This blog chapter is now about the initial Cluster setup
This solution is also used by SUSE and Redhat in their products:
https://www.suse.com/products/highavailability/
https://www.redhat.com/en/store/high-availability-add#?sku=RH00025
JWB-Systems can deliver you training and consulting on all kinds of Pacemaker clusters:
SLE321v15 Deploying and Administering SUSE Linux Enterprise High Availability 15
SLE321v12 Deploying and Administering SUSE Linux Enterprise High Availability 12
RHEL 8 / CentOS 8 High Availability
RHEL 7 / CentOS 7 High Availability
We know now the basics, now it’s time to setup the whole thing.
As an example we will create the following cluster:
- 2 Nodes
- STONITH via SBD
- The cluster should deliver a NFS service
- Storage for the NFS Server will be local on the nodes
- One node is active and has the master copy of the storage
- The other node is passive and gets the master copy of the storage replicated via DRBD (Distributed replicated block device, you can imagine it as a RAID1 over 2 partitions on 2 nodes)

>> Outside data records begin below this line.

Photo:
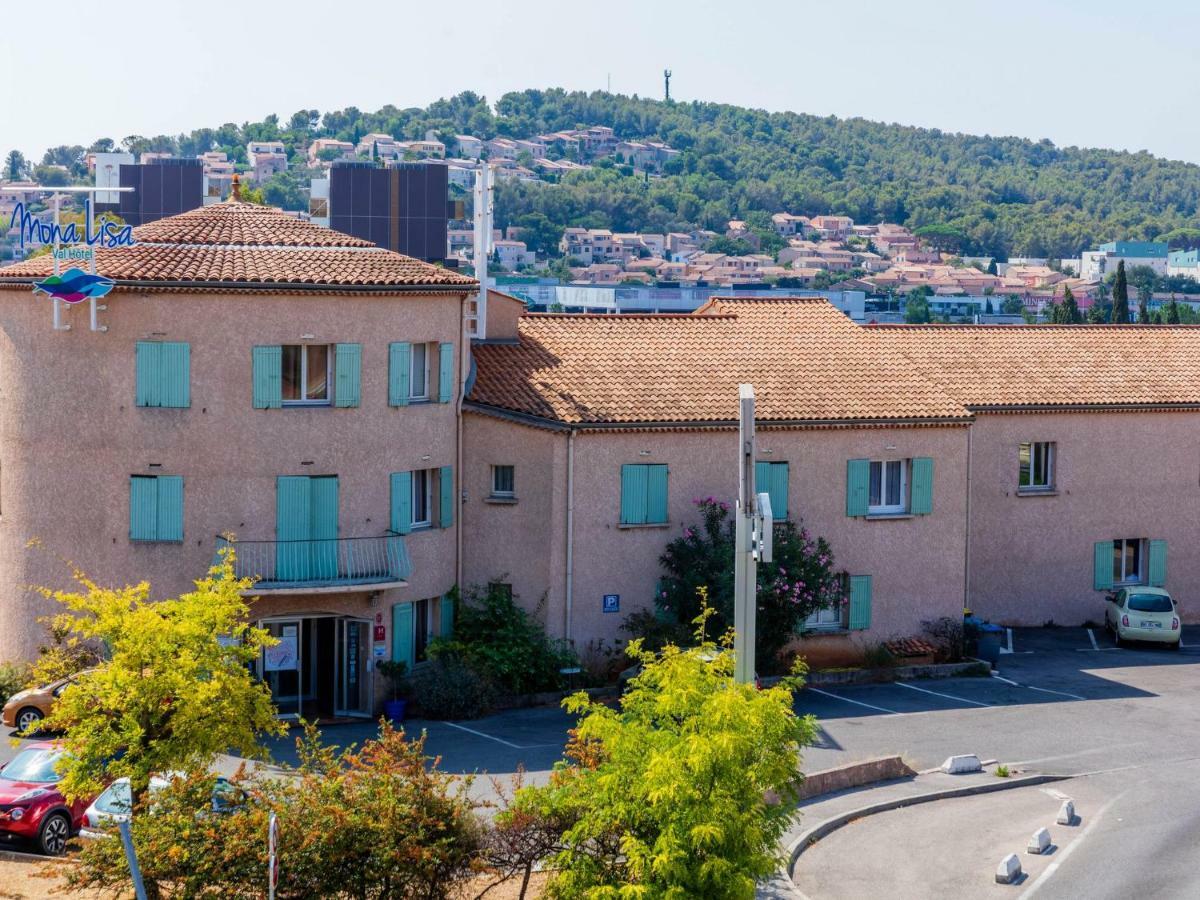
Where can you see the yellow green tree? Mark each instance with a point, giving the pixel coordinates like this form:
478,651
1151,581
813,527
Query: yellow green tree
174,690
684,791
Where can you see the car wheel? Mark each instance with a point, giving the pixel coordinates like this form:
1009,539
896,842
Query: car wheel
54,834
28,719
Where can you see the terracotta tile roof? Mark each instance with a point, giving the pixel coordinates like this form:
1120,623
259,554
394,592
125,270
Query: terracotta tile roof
245,246
805,359
1054,365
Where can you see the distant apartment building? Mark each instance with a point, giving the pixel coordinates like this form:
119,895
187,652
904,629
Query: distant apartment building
833,227
329,147
468,147
265,159
1098,263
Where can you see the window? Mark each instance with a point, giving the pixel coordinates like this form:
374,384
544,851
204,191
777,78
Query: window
162,375
306,372
419,373
156,508
503,484
423,498
643,495
1127,558
1037,467
420,629
888,487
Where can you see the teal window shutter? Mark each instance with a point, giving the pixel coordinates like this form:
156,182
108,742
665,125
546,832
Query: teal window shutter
402,634
402,502
445,489
323,529
445,373
1102,565
268,377
921,502
148,354
143,508
657,493
859,603
858,483
347,375
400,371
293,527
1158,563
633,495
163,375
169,508
771,478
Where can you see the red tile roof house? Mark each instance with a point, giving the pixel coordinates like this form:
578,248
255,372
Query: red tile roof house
259,376
1039,466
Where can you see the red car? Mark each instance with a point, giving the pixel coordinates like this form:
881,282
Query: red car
31,807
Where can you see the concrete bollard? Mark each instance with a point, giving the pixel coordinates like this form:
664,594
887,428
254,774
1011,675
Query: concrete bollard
961,765
1066,813
1039,843
1008,870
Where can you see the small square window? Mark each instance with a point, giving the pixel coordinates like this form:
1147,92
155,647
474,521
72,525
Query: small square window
1036,466
503,481
306,373
888,487
423,498
1127,561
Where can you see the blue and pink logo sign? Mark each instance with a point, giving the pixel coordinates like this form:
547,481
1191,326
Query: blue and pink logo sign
75,286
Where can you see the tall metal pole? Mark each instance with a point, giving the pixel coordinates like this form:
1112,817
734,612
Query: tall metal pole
745,569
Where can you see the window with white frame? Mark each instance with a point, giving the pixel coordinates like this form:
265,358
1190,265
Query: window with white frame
888,492
1036,466
419,372
1128,556
503,481
306,372
423,498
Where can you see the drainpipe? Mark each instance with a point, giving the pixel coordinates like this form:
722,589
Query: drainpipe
570,529
966,543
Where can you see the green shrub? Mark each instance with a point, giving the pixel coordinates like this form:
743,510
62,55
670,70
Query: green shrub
13,678
376,821
684,791
451,688
505,643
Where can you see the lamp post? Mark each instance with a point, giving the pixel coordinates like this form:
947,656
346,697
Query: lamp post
753,541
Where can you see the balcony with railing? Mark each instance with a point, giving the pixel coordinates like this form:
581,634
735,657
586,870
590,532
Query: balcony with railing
313,567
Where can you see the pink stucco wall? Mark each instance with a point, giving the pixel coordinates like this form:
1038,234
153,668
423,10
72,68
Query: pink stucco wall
71,436
917,563
1117,475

I will try to cover both ways of installing, SUSE SLES 12 or 15 and RHEL derivates (in case i talk here about RHEL i mean RHEL 7 or 8 and it’s derivates). I do not recommend Debian or it’s derivates, some of their resource agents are buggy and can cause some trouble.
First of all we need 2 nodes installed with SUSE or Redhat Linux. A minimum install will do, a X server for GUI is not necessary.
I choose on both distributions the default disk layout. We just must make sure to have free disk place on the harddisk for the NFS data later.
Both nodes will be installed exactly the same way.
Network setup:
i mentioned earlier in my blog already that network redundancy is important. If this prerequisite is already fullfilled bcs the nodes are VMs and network reduncancy is done on the hypervisor level, then we dont need to take care of it in the VMs.
If the nodes are bare metal then we must build up the network redundant:
- 2 NICs bonded for user traffic: node1 192.168.111.1/24, node2 192.168.111.2/24
- 2 NICs for cluster communication (can be bonded at OS level, but can also be given to Corosync separately and Corosync handles the redundancy). I choose here the bond variant: node1 172.17.1.1/16, node2 172.17.1.2/16.
- 2 NICs bonded for DRBD replication: node1 172.17.2.1/16, node2 172.17.2.2/16
- The traffic for the SBD LUN we do also on the user traffic network, its just minimal.
- We need an ISCSI target configured that provides one LUN with 10MB, its available under 192.168.111.3/24
After you configured the network on both nodes there are additional things to configure before we go to the cluster:
- on both nodes /etc/hosts with the cluster communication network so that both nodes can reach each other with hostnames and FQDN.
- both nodes must have a reliable time source so that they are time synced.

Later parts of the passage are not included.